December 28, 2009--Impresaria of Striptease
There was no VIP room and certainly no lap dances. It was good clean fun at a time when our collective consciousnesses hadn’t yet been raised, and thus it was still possible for what went on there to be thought of in that way. It was also a time when many of the Pussycat’s performers were able to meet future husbands at the club and wind up marrying very well.
And to someone of my predilections (have no fear, I will spare you the randiest of them) as an adult educator, I was as much impressed by the show when I first visited in the 1970s as I was by the startling fact that the Pink Pussycat was the only institution of its kind to have an education division.
Tuition in the College of Strip Tease as it was called was $100 for 10 sessions and the curriculum included mini-courses in “The History and Theory of Strip Tease”; “The Psychology of Inhibitions”; and, since it was a program in applied studies, “Sensual Communication”; and “Dynamic Mammary, Navel, and Pelvis Rotation.”
It was also possible to enroll as a non-matriculated student. Wherever you might live in the country, for $4.95 plus shipping and handling you could order a home instruction kit that included self-guided lessons, a G-string, and two “bosom bonnets”—pasties for the less euphemistic. And, yes, a rhinestone for the navel.
The final exam was taken on the honor system, though perhaps the man in one’s life awarded the actual grade. But the Pink Pussycat itself offered the diploma, which arrived signed, gold-sealed, and ready for framing.
A very different time it clearly was.
The guiding genius behind all aspects of the Pussycat, Alice Schiller, died in her sleep last week at 95. The New York Times dubbed her the “Impresaria of Striptease.” (Obituary linked below.)
She was not to this manor born. In fact, she was born in 1914 in Indiana Harbor, Indiana to Orthodox Jewish parents. After they were divorced, her mother and grandmother ran a deli. Alice’s first marriage also ended in divorce; but then with her second husband, Harry Schiller, they opened a men’s store in Beverly Hills. Thus far, fairly classic stuff.
Then, on impulse, Harry bought a Latin dance club on Santa Monica Boulevard. The Club Seville. Within a few years it was obvious that it would never make money and, again impetuously, bringing Alice to tears when he told her, he converted it into a burlesque house. When he managed to calm her, Alice came up with the Pink Pussycat name; and soon thereafter joined Harry in managing the club.

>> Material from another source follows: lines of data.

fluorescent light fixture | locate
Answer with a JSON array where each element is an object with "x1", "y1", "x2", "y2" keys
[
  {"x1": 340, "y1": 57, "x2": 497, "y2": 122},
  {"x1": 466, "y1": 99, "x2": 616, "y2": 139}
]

She was the guiding force and a brilliant entrepreneur. To attract publicity and a glamorous crowd, she gave her “girls” stage names such as Fran Sinatra; Samya Davis and, my personal favorite, Peeler Lawford; and wouldn’t you know it, once they heard about this rather than sue, the Rat Packers showed up and helped put the place on every tourist map.
Alice was proud to proclaim, “I myself am an authority on beauty and glamour. I’ve probably glamorized 1,000 pussycats. Twenty of them married millionaires. One of my girls got a $2,700 tip one night. She disappeared. We heard that she fixed her nose with some of the money, but we never heard from her again.”
And we never again will see Alice’s kind. As they used to say, they broke the mold.